Jupyter Notebooks

In this guide we’ll demonstrate how to request cluster resources using jupyter.

Setup Jupyter on CSD3

  • load a recent python:

    $ module load python-3.6.1-gcc-5.4.0-64u3a4w py-numpy-1.12.1-gcc-5.4.0-cjrgw2k py-matplotlib-2.2.2-gcc-5.4.0-6oe6fph
    $ module load py-virtualenv-15.1.0-gcc-5.4.0-gu4wi6c
    
  • create and activate a virtual environment:

    $ virtualenv --system-site-packages ~/jupyter-env
    $ source ~/jupyter-env/bin/activate
    
  • install pytorch into your virtual env:

    $ pip install jupyter
    $ pip install kiwisolver
    

Running Jupyter

  • activate the virtual environment:

    $ source ~/jupyter-env/bin/activate
    
  • start notebook server:

    $ jupyter notebook --no-browser --ip=127.0.0.1 --port=8081
    

this will print out lots of messages, finishing with a web address. Copy this web address into the clipboard and make a note of which login node you have used.

Then from your local machine, forward a port to be able to connect to the notebook server:

$ ssh -L 8081:127.0.0.1:8081 -fN login-e-1.hpc.cam.ac.uk

and ensure that you pick the same login node (here we are assuming login-e-1) that you started the notebook server on. You can then open the web address and connect to your notebook server.

Running Jupyter on a compute node

  • On Wilkes-2 submit a GPU job by running the following or setting the appropriate SLURM variables in a submission script:

    $ srun -t 02:00:00 --nodes=1 --gres=gpu:1 --ntasks-per-node=1 --cpus-per-task=3 --partition=pascal -A YOURACCOUNT --pty bash
    

    (or use sintr).

  • Now start the notebook server as follows:

    $ jupyter notebook --no-browser --ip=* --port=8081
    

Put this web address into your copy buffer.

  • From your local machine, forward a port to be able to connect to the notebook server. Replace gpu-e-X with the requested resource and login-e-Y with the node you started the notbook server on:

    $ ssh -L 8081:gpu-e-X:8081 -fN login-e-Y.hpc.cam.ac.uk
    
  • Copy the address into your browser and change the “gpu-e-X” string to 127.0.0.1

  • If you encounter the “bind: Address already in use” issue, it’s because a port has already been opened. In which case you can stop the process that is associated with that port and try again:

    $  lsof -ti:8081 | xargs kill -9
    

Running jobs from within Jupyter

  • It is possible to bypass SLURM altogether and use Jupyter notebooks to submit jobs on the cluster. To do this, follow the documentation outlined above to install Jupyter and run on the login node (not compute). Begin by installing remote_ikernel:

    $ pip install remote_ikernal
    
  • The following is an example of configuring a remote kernel that uses the SLURM interface:

    $ remote_ikernel manage --add \
        --kernel_cmd="ipython kernel -f {connection_file}" \
        --name="Kernel name" --cpus=32 --interface=slurm \
        --remote-precmd "source $VENV_PATH/bin/activate" \
        --remote-launch-args '-A your-account -p skylake -t 12:00:00' --verbose
    
  • Where VENV_PATH needs to be changed to point to the virtual environment location, but the connection_file can be left blank as above. The remote-precmd avoids you having to modify your .bashrc.

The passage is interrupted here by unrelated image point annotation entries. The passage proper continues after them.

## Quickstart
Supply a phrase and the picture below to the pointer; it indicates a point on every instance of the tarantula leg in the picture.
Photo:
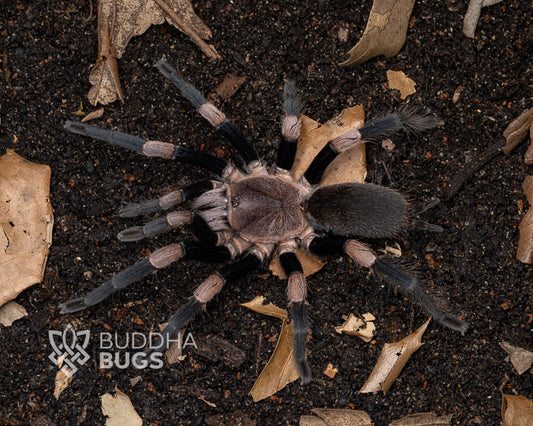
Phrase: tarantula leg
(290, 127)
(363, 255)
(211, 113)
(376, 129)
(166, 150)
(167, 201)
(157, 260)
(296, 293)
(155, 227)
(208, 289)
(333, 148)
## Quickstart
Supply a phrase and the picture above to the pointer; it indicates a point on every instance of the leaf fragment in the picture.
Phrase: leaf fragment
(280, 369)
(385, 31)
(119, 21)
(524, 252)
(363, 328)
(26, 222)
(63, 379)
(119, 410)
(391, 361)
(398, 80)
(350, 165)
(422, 419)
(517, 410)
(336, 417)
(11, 312)
(519, 357)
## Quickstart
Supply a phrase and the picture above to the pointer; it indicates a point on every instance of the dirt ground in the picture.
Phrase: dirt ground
(50, 47)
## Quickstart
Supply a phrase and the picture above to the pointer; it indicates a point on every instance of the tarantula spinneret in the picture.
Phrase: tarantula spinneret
(251, 212)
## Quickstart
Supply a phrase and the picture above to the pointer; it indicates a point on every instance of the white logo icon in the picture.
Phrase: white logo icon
(69, 348)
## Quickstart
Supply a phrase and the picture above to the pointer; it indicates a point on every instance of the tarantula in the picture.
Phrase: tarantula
(251, 212)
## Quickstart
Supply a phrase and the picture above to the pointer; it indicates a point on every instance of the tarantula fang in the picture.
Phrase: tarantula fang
(251, 212)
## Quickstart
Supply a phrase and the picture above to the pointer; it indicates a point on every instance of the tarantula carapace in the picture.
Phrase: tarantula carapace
(251, 212)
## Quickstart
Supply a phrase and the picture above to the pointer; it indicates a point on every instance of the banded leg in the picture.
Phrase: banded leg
(365, 257)
(167, 201)
(166, 150)
(296, 293)
(215, 117)
(155, 227)
(290, 127)
(208, 289)
(157, 260)
(377, 129)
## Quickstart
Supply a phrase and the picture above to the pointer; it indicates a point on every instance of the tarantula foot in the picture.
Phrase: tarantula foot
(73, 305)
(452, 322)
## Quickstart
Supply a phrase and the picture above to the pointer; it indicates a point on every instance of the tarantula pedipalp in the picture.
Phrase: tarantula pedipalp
(252, 212)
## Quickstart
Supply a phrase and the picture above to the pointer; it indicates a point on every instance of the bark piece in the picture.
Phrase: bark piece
(336, 417)
(516, 131)
(398, 80)
(422, 419)
(26, 222)
(524, 253)
(472, 15)
(391, 361)
(519, 357)
(385, 31)
(119, 21)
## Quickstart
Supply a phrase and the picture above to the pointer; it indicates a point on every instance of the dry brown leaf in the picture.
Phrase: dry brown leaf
(119, 410)
(350, 165)
(385, 31)
(519, 357)
(119, 21)
(524, 253)
(517, 130)
(391, 361)
(398, 80)
(517, 410)
(336, 417)
(97, 113)
(63, 379)
(229, 86)
(26, 222)
(11, 312)
(363, 328)
(422, 419)
(311, 264)
(280, 369)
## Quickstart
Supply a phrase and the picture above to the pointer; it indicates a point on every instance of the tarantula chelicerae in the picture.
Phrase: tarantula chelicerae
(252, 212)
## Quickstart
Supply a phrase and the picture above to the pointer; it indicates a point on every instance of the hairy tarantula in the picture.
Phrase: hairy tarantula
(252, 212)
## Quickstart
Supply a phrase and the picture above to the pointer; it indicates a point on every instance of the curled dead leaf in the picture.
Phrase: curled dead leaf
(118, 22)
(398, 80)
(517, 410)
(385, 31)
(280, 369)
(26, 222)
(119, 410)
(391, 361)
(519, 357)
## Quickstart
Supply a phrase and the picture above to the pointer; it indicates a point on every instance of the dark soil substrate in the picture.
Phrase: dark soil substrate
(50, 48)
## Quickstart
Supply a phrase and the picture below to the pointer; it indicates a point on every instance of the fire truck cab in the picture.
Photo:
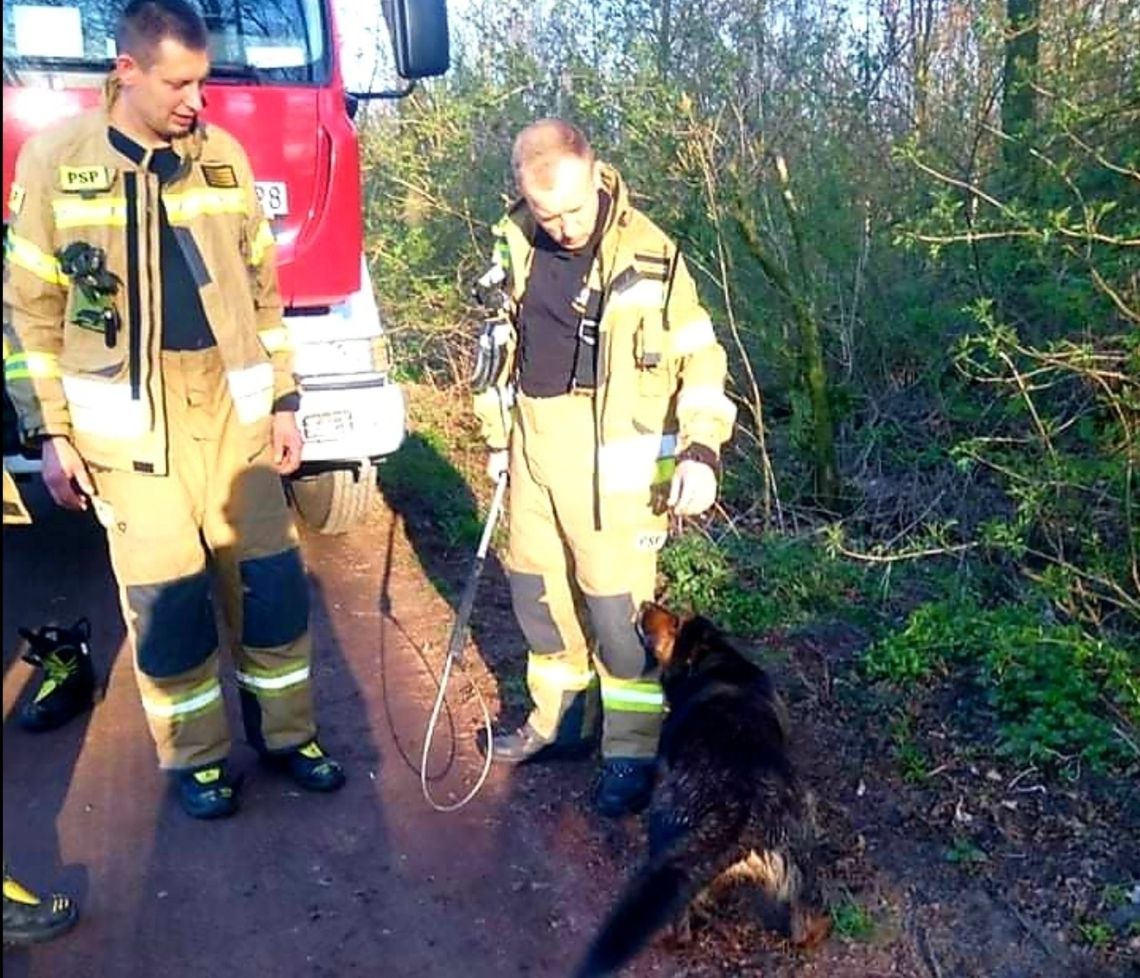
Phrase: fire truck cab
(277, 84)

  • Launch the Jupyter notebook and select the appropriate kernel with the name provided in the string above. This will request the resources for the time specified in –remote-launch-args when the kernel is executed. To see the kernel, it might be necessary to refresh the jupyter notebook. It will then appear in NEW –> KERNEL_NAME.

  • You can delete the kernel by running:

    $ remote_ikernel manage delete KERNEL_NAME
    
  • And you can find the name of the currently installed list of kernels by doing:

    $ jupyter kernelspec list
    
  • It is possible to add other jupyter kernels including gnuplot, julia …

  • We still need to look into multi-node support.